Les secrets de l’univers, de la matière et du temps résistent malgré les efforts des plus doués parmi les mathématiciens et les physiciens dans un contexte où les savoirs n’ont jamais été aussi développés. La situation ressemble à une cohorte d’explorateurs tournant autour d’une pyramide, parcourant les galeries en quête d’une salle secrète, mais revenant bredouille avec quelques découvertes sur la forme et le réseau formé par les galeries. Ou alors une assemblée de joueurs à qui on a donné des pièces de puzzle mais qui ne parviennent pas à trouver la bonne combinaison qui dessine la substance de l’univers.

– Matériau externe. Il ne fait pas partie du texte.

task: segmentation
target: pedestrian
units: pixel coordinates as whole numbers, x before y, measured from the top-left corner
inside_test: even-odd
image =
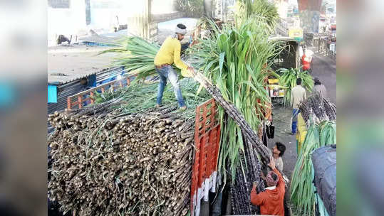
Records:
[[[303,65],[303,71],[311,70],[311,63],[312,62],[313,52],[306,49],[306,45],[303,46],[303,56],[301,56],[301,65]]]
[[[318,77],[313,79],[315,85],[313,86],[313,92],[319,94],[323,97],[327,97],[327,90],[326,86],[320,82],[320,80]]]
[[[285,183],[283,176],[276,168],[274,158],[271,158],[268,165],[272,169],[266,177],[268,188],[257,194],[257,185],[254,183],[251,191],[251,203],[260,207],[261,215],[284,216]]]
[[[272,156],[275,159],[276,166],[280,171],[283,171],[284,167],[281,157],[284,154],[285,151],[286,146],[281,142],[276,142],[275,146],[272,148]]]
[[[176,67],[182,70],[188,70],[190,73],[194,74],[193,68],[187,65],[180,58],[180,41],[184,38],[184,36],[186,33],[187,27],[181,23],[177,24],[175,30],[175,34],[165,39],[155,57],[154,63],[156,67],[156,72],[160,78],[159,88],[157,90],[156,107],[160,107],[161,104],[162,94],[167,85],[167,78],[173,86],[173,90],[179,104],[179,107],[182,109],[187,109],[182,98],[182,91],[179,86],[177,74],[172,66],[175,63]]]
[[[291,104],[292,104],[292,131],[294,135],[296,132],[297,115],[300,112],[299,104],[306,99],[306,90],[301,86],[301,78],[297,78],[296,86],[292,88],[291,92]]]

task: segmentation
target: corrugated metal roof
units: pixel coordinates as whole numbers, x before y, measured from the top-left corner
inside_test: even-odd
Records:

En fait, la plupart des scientifiques de laboratoire, qu’ils soient physiciens, chimistes ou biologistes, adhèrent à un minimum de connaissance métaphysique. Avec certaines croyances. Notamment dans la causalité et la séparation du monde en objets qui s’assemblent et interagissent. Sans cette croyance, ils perdraient la foi en se rendant compte qu’ils se bercent d’illusion sur la nature des choses ainsi que, dans la plupart des situations, sur l’utilité à poursuivre leurs recherches. D’une certaine manière, on peut penser à un évitement des questions métaphysiques, pour ne pas dire un refoulement. Les certitudes mécanistes et déterministes s’avèrent plus rassurante et puis, je le sais par expérience, les quêtes métaphysiques ne laissent pas l’âme tranquille ni l’esprit indemne et suscitent parfois des angoisses existentielles faisant que ces recherches ne peuvent être menées sereinement pour parvenir à la vérité. Ou s’en approcher.

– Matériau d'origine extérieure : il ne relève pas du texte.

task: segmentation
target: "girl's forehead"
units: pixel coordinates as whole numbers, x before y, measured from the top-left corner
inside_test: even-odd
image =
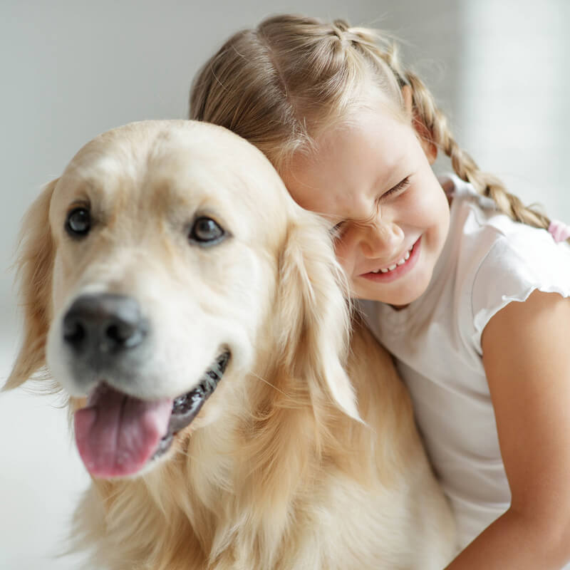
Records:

Ces différents contextes expliquent que les secrets de l’univers ne puissent être percés, bien qu’ils soient déjà dévoilés dans les pièces du puzzle physique. La réalité humaine est ainsi faite qu’elle fonctionne avec le principe de réalité et un autre principe antagoniste, le déni de réalité. De quoi étonner Freud. Bien que le déni de réalité ait quelques connivences avec le plaisir mais sans se situer sur le même étage. Le déni de réalité participe à la quiétude de l’âme. Mais le déni de réalité reste l’apanage du commun et non du sage comme nous l’a enseigné Héraclite pour qui seuls les initiés savent qu’il n’y a qu’un monde, les autres se pensant comme les auteurs d’un monde propre et forcément égocentré. La pratique contemporaine de la science répond à ce schéma dans la mesure où les mondes ne sont pas égocentrés mais organisés par des structures ayant une autonomie relative et de ce fait, produisant des pensées sectorisées. Je fais référence à Luhmann. Bref, la science ne peut aller vers l’universel car elle est produite par des structures qui fonctionnent d’autant mieux qu’elles se séparent des considérations globales.

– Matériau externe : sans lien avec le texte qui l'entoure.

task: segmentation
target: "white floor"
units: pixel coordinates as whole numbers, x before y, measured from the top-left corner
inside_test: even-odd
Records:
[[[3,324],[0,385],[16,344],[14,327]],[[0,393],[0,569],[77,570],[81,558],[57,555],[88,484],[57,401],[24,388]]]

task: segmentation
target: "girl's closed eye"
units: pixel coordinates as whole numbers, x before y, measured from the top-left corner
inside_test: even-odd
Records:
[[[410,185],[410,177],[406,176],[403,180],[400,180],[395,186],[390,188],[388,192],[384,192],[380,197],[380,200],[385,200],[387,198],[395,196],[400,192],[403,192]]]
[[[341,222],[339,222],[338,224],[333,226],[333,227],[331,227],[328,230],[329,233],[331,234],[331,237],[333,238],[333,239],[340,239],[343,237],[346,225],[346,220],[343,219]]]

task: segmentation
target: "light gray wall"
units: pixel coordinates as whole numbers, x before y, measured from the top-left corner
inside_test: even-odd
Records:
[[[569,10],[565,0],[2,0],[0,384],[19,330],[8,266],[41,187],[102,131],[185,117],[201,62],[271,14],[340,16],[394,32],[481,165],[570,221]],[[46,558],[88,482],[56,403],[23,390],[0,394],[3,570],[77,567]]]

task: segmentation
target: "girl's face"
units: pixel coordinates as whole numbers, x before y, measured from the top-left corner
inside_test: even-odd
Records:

La conclusion de ces quelques notes est simple. La connaissance de l’univers est maintenant accessible mais la plupart des exégètes de la physique ainsi que la biologie ont des blocages d’ordre intellectuel et ne peuvent pas accéder à la compréhension qui vient. La société telle qu’elle fonctionne a de plus intérêt à ce que les blocages persistent pour ne pas mettre en péril les structures de profit que les maîtres du système utilisent pour asservir les masses en leur pourvoyant tout de même quelques expédients utiles pour vivre décemment et j’avoue que j’apprécie ces libéralités que sont un logement, l’électricité et un véhicule pour me déplacer.
Je suis passé des sphères de la métaphysique aux considérations des plus ordinaires. Et je dois vous laisser. Les sphères de la métaphysique sont praticables et pas impénétrables. Que Dieu m’accompagne ! Expressions, informations, transformations, créations, l’univers est maintenant intelligible, autant sur le plan analytique que sur le plan holistique. Avec le Temps et son énigme.